若林の“生前葬”で弔辞を読む春日、本音をのぞかせる「あなたのおかげで、特別で幸せな人生を歩んでいます」(てれびのスキマ)

てれびのスキマ

テレビっ子のライター“てれびのスキマ“が、昨日観た番組を記録する連載「きのうのテレビ」。バラエティやドキュメントの中で起こった名場面、名言、貴重な会話の数々を書き留めます。2020年から毎日欠かさず更新中。

『午前0時の森』(火曜版)

今回は若林が「生前葬」をすることに。「全然やりたいって気持ちはないんですけど……」と渋る若林だが、すでに式次第もできており準備万端。その中には「友人スピーチ(弔辞)」もある。

最初に「友人」として登場したのは土屋。「同期で同い年で同じように人気がなかった下積み時代」「ひたすら漫才を磨き高め合っていたオードリーは、僕たちにとって特別な存在で心から尊敬できる同士」「敗者復活の結果発表。オードリーの名前が呼ばれたときの大きな喜びと危機感、体が沸騰するようなあの昂りを僕の中で超える瞬間は未だありません」「あなたはいつも誰よりも悩み、苦しみ、それでも勇気と努力で立ち向かっていました」「気づけば、同世代の芸人が誰も進めなかったところまで険しい山道を自分たちの力で見事登ってみせました」とちゃんとした弔辞を仕上げてきた土屋。そのあとも、「イジられるようになりたい」と相談した話を「天下獲りに突き進むお笑い戦国武将」などと若林をイジりつつ展開していく名文。
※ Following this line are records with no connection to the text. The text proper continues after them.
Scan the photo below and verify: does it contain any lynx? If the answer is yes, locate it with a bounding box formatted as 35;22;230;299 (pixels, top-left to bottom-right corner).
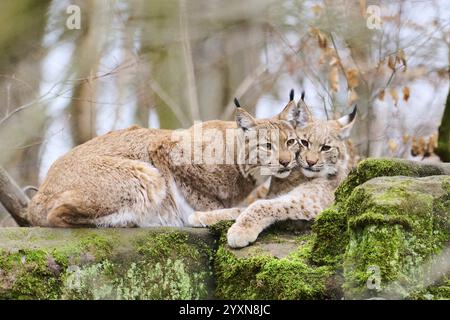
27;97;301;228
189;96;357;248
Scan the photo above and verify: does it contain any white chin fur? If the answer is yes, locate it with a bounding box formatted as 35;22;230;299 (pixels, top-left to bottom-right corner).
274;171;291;179
301;168;319;178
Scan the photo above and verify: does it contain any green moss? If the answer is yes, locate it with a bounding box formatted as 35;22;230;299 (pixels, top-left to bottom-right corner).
0;249;62;299
311;206;348;266
335;158;447;203
213;226;335;300
409;278;450;300
342;176;450;299
0;229;214;300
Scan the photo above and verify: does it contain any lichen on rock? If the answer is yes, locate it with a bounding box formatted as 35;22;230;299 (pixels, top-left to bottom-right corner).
211;221;339;299
342;175;449;299
0;228;215;300
0;158;448;300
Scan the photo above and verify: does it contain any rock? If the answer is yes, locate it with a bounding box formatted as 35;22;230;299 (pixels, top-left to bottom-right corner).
212;159;450;300
312;158;450;299
0;228;215;299
211;220;342;300
335;158;450;203
0;158;448;300
343;175;449;299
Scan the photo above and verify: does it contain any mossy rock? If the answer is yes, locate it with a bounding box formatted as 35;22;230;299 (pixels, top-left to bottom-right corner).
1;158;449;300
342;175;449;299
308;159;450;299
335;158;450;203
211;221;341;299
0;228;215;300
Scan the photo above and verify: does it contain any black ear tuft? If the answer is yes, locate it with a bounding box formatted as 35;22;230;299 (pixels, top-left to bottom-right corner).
234;97;241;108
289;89;294;101
301;91;305;101
349;105;357;122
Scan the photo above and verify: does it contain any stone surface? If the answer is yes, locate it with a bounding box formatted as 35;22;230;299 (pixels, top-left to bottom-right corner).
0;158;449;300
343;175;449;299
0;227;215;299
213;159;450;300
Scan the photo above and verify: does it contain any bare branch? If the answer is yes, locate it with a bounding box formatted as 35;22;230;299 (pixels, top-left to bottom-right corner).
221;64;268;120
0;166;31;227
147;77;191;128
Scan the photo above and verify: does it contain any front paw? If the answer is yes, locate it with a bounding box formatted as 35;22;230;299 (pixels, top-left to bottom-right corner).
188;212;206;227
227;223;259;248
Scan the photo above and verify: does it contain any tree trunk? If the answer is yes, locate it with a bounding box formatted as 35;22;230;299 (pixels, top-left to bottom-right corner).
436;81;450;162
0;166;30;226
0;0;51;187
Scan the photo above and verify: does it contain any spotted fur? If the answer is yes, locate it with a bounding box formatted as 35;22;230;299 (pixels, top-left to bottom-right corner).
189;101;357;248
27;100;300;228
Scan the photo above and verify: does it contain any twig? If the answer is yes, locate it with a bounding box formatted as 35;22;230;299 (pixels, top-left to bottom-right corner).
221;63;268;120
179;0;201;121
147;77;191;128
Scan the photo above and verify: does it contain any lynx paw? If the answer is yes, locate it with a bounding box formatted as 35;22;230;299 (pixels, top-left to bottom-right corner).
188;212;206;227
227;223;259;248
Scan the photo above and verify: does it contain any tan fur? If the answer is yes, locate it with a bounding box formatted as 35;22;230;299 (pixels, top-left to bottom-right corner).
190;101;357;248
28;102;300;228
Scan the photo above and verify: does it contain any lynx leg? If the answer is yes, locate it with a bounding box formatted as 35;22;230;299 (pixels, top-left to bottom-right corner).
227;194;319;248
188;208;242;227
47;202;97;228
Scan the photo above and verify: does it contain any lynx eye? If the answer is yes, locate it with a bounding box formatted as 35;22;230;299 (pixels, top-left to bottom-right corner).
286;139;296;147
264;143;272;150
321;145;331;152
300;139;309;148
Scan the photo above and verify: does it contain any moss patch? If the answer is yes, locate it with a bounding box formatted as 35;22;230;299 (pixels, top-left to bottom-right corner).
0;228;214;300
212;222;338;299
335;158;449;203
342;176;450;299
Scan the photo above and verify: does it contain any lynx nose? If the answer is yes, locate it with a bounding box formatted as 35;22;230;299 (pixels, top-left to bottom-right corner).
306;159;317;167
279;159;290;167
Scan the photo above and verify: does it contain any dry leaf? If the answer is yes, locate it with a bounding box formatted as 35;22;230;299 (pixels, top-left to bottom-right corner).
346;68;360;89
390;88;398;105
388;55;396;71
378;89;385;101
348;89;359;104
428;134;437;153
318;32;327;49
402;134;410;144
388;139;398;153
431;133;438;148
329;66;339;92
402;86;410;102
329;56;339;67
397;49;407;70
418;137;426;155
312;4;322;15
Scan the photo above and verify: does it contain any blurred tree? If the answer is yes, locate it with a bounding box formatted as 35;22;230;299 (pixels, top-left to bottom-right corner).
0;0;51;186
437;79;450;162
67;0;104;145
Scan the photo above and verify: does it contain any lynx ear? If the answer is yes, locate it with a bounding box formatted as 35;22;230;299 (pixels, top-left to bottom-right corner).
296;91;313;127
278;89;299;126
337;105;357;139
235;100;256;131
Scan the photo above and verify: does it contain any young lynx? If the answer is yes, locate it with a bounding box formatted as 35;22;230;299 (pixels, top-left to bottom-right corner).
189;97;357;248
27;97;301;228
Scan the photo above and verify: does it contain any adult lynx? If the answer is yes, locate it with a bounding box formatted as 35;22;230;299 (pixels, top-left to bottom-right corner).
27;97;301;227
189;97;357;248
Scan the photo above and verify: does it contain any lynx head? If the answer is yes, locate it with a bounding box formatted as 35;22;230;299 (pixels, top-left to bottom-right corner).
295;97;357;178
234;90;300;178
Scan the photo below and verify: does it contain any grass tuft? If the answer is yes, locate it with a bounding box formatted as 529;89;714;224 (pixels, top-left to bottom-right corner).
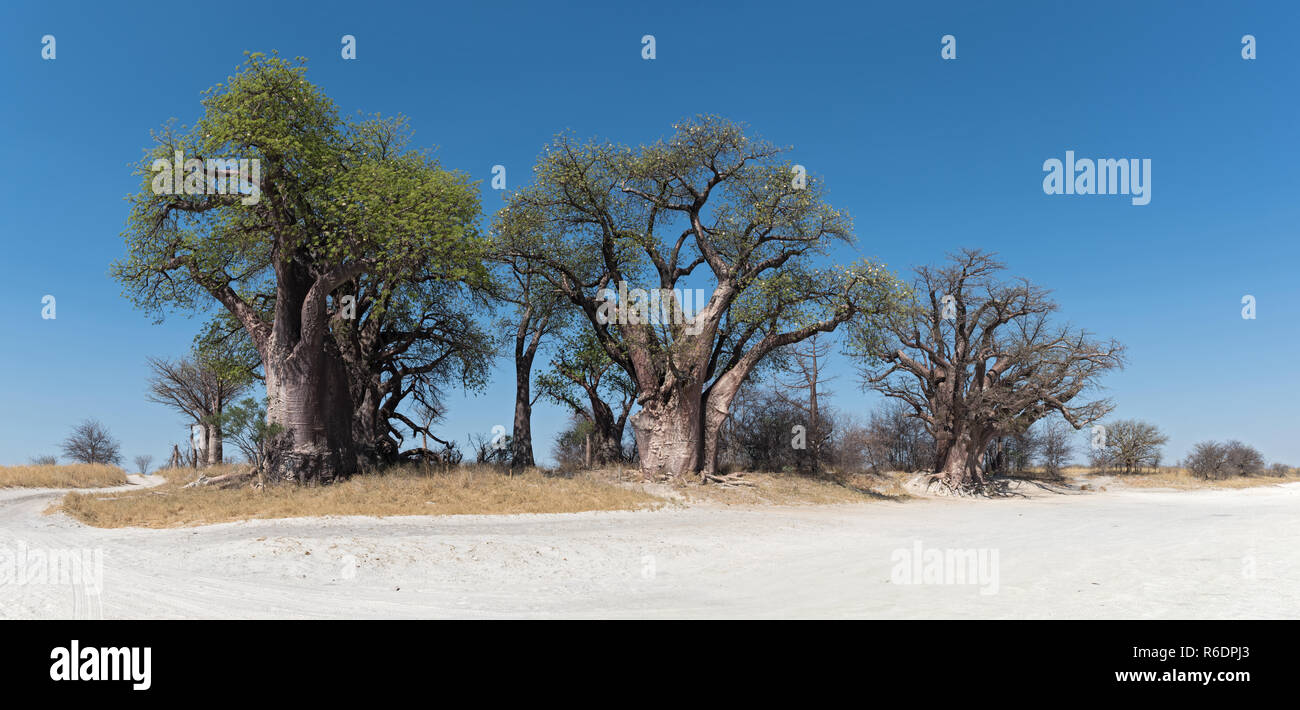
1092;466;1300;489
54;464;668;528
0;463;129;489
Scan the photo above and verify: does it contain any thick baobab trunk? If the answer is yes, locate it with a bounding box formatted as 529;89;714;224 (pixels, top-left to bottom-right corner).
700;383;743;477
630;388;703;480
937;429;993;490
351;386;380;465
510;301;546;469
254;254;370;484
588;398;624;465
592;430;623;465
350;382;398;469
512;358;535;468
205;391;225;465
264;346;357;484
205;423;224;465
938;437;973;488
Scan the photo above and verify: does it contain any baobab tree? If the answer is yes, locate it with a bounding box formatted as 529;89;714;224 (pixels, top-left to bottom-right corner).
191;259;493;468
853;250;1124;491
145;352;252;465
494;116;905;482
113;54;482;484
536;327;636;466
493;255;566;468
332;277;493;467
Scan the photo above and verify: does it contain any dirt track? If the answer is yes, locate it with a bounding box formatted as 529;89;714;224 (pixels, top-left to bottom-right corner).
2;476;1297;619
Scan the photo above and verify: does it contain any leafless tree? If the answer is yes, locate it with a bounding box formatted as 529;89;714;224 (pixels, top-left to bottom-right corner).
1038;420;1074;476
134;454;154;476
1223;441;1265;476
1186;440;1264;479
470;431;510;466
145;355;252;466
715;387;823;472
715;380;758;471
61;419;122;465
1096;419;1168;474
773;333;835;472
862;400;934;473
1185;441;1227;479
826;415;871;472
165;444;185;469
986;426;1041;476
856;250;1124;490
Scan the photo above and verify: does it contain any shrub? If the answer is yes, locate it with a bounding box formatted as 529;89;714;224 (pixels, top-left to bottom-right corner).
860;401;933;473
60;419;122;465
1039;421;1075;476
1186;440;1265;479
1092;420;1167;474
1186;441;1227;479
1222;441;1264;477
134;454;154;476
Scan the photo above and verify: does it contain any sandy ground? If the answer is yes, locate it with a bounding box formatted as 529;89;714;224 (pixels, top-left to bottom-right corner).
1;475;1298;619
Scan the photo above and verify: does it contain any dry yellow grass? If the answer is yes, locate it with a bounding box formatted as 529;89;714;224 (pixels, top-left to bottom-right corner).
0;463;128;489
674;470;909;506
54;463;668;528
1093;467;1300;490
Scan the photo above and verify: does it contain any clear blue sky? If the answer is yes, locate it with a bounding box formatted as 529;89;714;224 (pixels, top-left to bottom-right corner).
1;0;1297;467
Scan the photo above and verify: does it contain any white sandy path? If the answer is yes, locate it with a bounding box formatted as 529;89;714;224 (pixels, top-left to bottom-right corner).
1;475;1298;619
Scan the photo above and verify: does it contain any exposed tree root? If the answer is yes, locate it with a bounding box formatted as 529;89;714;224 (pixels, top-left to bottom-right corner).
646;470;755;488
183;468;258;490
700;472;754;487
906;472;1011;498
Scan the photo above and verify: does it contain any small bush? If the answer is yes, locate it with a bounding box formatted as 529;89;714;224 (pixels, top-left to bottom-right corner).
1222;441;1265;477
1185;440;1265;479
1186;441;1227;479
60;419;122;465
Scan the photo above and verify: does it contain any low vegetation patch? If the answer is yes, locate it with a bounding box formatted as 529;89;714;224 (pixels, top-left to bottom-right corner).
0;463;128;489
1098;467;1300;490
670;470;909;506
1001;467;1072;483
53;464;668;528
つづいて20年来の友人・サトミツが登場し、若き日の思い出を綴った弔辞を読み始めると、土屋の弔辞ですでに泣きそうになっていた水卜は泣いてしまう(この時点では、まさか泣くとは思ってないからか若林は気づいてない。もしくはスルーしている)。若林は「間違って伝わっちゃうよ、生前葬が!」とツッコミを入れるなか、最後に登場したのが相方の春日。若林「断れよ!(笑)」。
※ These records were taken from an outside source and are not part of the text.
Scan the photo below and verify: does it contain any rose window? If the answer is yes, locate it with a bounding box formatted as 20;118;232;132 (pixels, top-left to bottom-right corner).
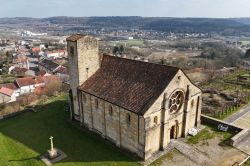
169;91;184;113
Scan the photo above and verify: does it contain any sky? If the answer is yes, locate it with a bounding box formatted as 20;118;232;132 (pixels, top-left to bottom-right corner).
0;0;249;18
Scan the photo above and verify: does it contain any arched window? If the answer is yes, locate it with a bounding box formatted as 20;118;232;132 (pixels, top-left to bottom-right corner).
109;105;113;116
169;91;184;114
154;116;158;124
95;98;99;110
126;114;131;125
191;99;194;108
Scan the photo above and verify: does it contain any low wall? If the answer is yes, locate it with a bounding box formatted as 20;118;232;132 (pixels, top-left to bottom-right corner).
201;114;243;133
230;129;249;146
201;114;250;147
0;109;32;121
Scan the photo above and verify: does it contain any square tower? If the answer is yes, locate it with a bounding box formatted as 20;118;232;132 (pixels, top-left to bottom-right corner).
67;34;100;120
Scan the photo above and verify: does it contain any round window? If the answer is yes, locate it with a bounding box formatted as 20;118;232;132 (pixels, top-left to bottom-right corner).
169;91;184;113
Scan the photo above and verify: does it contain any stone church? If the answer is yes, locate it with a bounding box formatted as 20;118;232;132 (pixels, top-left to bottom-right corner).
67;34;202;160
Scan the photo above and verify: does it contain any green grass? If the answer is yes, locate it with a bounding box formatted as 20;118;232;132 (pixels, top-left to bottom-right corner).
0;93;139;166
187;126;233;145
241;73;250;78
150;149;179;166
244;159;250;166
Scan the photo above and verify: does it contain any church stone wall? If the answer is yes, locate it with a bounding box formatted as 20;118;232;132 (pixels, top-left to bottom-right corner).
77;37;99;84
143;70;202;160
67;36;99;120
67;41;80;119
79;91;145;158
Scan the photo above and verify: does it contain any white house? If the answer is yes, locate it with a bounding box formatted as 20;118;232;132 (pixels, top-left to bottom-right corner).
0;87;16;103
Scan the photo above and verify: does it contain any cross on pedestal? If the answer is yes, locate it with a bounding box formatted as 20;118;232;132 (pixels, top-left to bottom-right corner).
49;136;54;151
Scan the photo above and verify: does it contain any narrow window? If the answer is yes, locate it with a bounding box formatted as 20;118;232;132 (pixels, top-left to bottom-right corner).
191;99;194;108
127;114;131;125
154;116;158;124
70;46;74;55
95;98;99;110
109;105;113;116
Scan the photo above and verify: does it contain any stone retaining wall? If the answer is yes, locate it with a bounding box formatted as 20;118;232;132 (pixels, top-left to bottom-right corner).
201;114;242;133
201;114;250;147
230;129;249;146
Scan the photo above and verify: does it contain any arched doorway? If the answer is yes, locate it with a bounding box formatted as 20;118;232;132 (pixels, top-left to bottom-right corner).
170;125;176;139
170;120;179;139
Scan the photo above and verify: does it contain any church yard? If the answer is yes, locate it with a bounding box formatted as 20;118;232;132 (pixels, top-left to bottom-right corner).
0;93;139;166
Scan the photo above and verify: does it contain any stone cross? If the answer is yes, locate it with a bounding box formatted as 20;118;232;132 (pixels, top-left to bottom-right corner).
49;136;54;151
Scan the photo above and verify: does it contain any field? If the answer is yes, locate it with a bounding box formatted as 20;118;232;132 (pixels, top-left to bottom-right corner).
240;40;250;45
0;94;138;166
111;40;144;47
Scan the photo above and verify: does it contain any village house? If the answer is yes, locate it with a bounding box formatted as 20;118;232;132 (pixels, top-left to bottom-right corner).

「中学2年、14歳で同じクラス。2年A組の席に前・うしろで座ってから、いま、44歳でオードリー、スタンドマイクを真ん中に左・右で立たせてもらっております。春日です。24年前、あなたに『オイ、春日ぁ。俺と一緒に漫才で天下を獲らないか?』と声をかけてもらい、今の春日がいます。ネタを書いてくれ、ツッコんでくれ、フォローしてくれ、騒動から救ってくれ、クミさんの春日に関する訴えを聞いてくれ、何より『春日』という役割を与えてくれて、ありがとう。胸を張るのも、ゆっくり歩くのも、七・三も、ピンクベストも、すべてあなたが私にくれたものです。ありがとう。ここまで連れてきてくれて、少年・春日の夢を叶えてくれて、ありがとう。いま、春日はあなたのおかげで、普通では味わえない、特別で幸せな人生を歩んでいます。ありがとう」。“生前葬コント”に入っているとはいえ、あまり自分の思いなどを言わない春日の本音がのぞけるような文章がとてもいい。
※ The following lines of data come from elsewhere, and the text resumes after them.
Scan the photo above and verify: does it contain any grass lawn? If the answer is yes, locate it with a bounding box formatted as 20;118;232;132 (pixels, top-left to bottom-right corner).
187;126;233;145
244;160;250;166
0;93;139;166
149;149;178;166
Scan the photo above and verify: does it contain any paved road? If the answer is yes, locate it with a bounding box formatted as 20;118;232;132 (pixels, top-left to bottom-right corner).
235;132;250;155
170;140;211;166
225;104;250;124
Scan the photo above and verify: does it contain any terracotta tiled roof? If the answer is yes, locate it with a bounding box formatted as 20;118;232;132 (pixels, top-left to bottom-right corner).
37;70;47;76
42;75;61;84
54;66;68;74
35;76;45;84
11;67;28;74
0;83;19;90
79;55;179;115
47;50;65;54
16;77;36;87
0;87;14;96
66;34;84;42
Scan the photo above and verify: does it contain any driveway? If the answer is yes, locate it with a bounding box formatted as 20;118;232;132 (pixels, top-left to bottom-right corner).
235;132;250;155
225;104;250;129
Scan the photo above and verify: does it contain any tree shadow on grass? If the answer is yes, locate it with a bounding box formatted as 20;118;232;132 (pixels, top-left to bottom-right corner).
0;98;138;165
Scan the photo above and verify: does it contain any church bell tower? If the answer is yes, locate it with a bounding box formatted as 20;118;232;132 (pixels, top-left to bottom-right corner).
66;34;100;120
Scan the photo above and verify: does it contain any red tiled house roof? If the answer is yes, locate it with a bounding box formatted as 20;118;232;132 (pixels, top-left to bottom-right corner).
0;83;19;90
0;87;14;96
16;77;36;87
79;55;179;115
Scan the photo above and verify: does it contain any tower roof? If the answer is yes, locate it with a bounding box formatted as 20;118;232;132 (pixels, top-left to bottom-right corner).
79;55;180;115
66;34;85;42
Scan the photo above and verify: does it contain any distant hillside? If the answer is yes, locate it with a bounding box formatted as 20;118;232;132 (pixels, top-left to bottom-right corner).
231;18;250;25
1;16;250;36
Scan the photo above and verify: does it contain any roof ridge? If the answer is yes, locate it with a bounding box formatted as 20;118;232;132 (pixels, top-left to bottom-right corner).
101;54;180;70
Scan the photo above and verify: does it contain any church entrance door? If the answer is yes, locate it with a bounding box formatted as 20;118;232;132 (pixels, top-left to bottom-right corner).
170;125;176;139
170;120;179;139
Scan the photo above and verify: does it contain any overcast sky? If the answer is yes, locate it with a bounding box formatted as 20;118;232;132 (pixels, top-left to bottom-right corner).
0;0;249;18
そんな春日の弔辞に「ダセえな!」「お前、マジじゃねーかよ!」「言わなくていいんだよ!」「お前、損してるぞ!」「気持ち悪りぃな!」などと矢継ぎ早にツッコミを入れていく若林。このあたりから即興の漫才のようになっていく。

春日「昨年、年間テレビ出演回数1位を獲ることができました。ありがとう」
若林「別にあなたが仕事断らないからでしょう。俺は少ないほうがいいと思ってたよ、途中で」
春日「『バゲット』の準レギュラーになれば?のアドバイス、ありがとう」
若林「お前が受けただけだろ、仕事」
春日「もはや日本で春日のことを知らない人間はいないと聞きます」
若林「まあまあいるよ! うぬぼれんなよ、お前!」
春日「多くの人から簡単に爆笑を取ることができるようになりました」
若林「嘘つくな、お前!」
春日「春日は隣にいるあなたに笑ってもらうことが一番の喜びです」
若林「少ないけどな、回数」
春日「誰も笑わなくても、あなたが笑ってくれればそれだけでいいんです」
若林「誰も笑わないから笑っちゃうんだよ(笑)」
春日「鬼瓦!」
若林「……」
春日「うれしいです」
若林「やり直せよ、お前!」
春日「これからも、まだまだお世話になるかとは思いますが、よろしくお願いします」
若林「こちらこそ。ありがとうございましたー(※終わらせるように早口で)」
春日「そして、必ずお笑いで天下を獲りましょう」
若林「言うなそんなこと!」
春日「あなたのデビュー作・オードリー春日」
若林「いや、デビュー失敗したわ(笑)」

そんなふたりのかけ合いに、堰を切ったように泣く水卜に「なんで水卜ちゃん、泣いてるの?」と笑う若林。情緒があふれる水卜「めっちゃ感動した! いいお友達がいる!」。

クイック・ジャパン vol.099
2011年、オードリー特集が掲載された『クイック・ジャパン』

『サクマ&ピース』

番組は早くもシーズン3突入。新品のダウンを着ている佐久間に、平子「徐々にキレイになってくのやめてくださいよ!(笑)」。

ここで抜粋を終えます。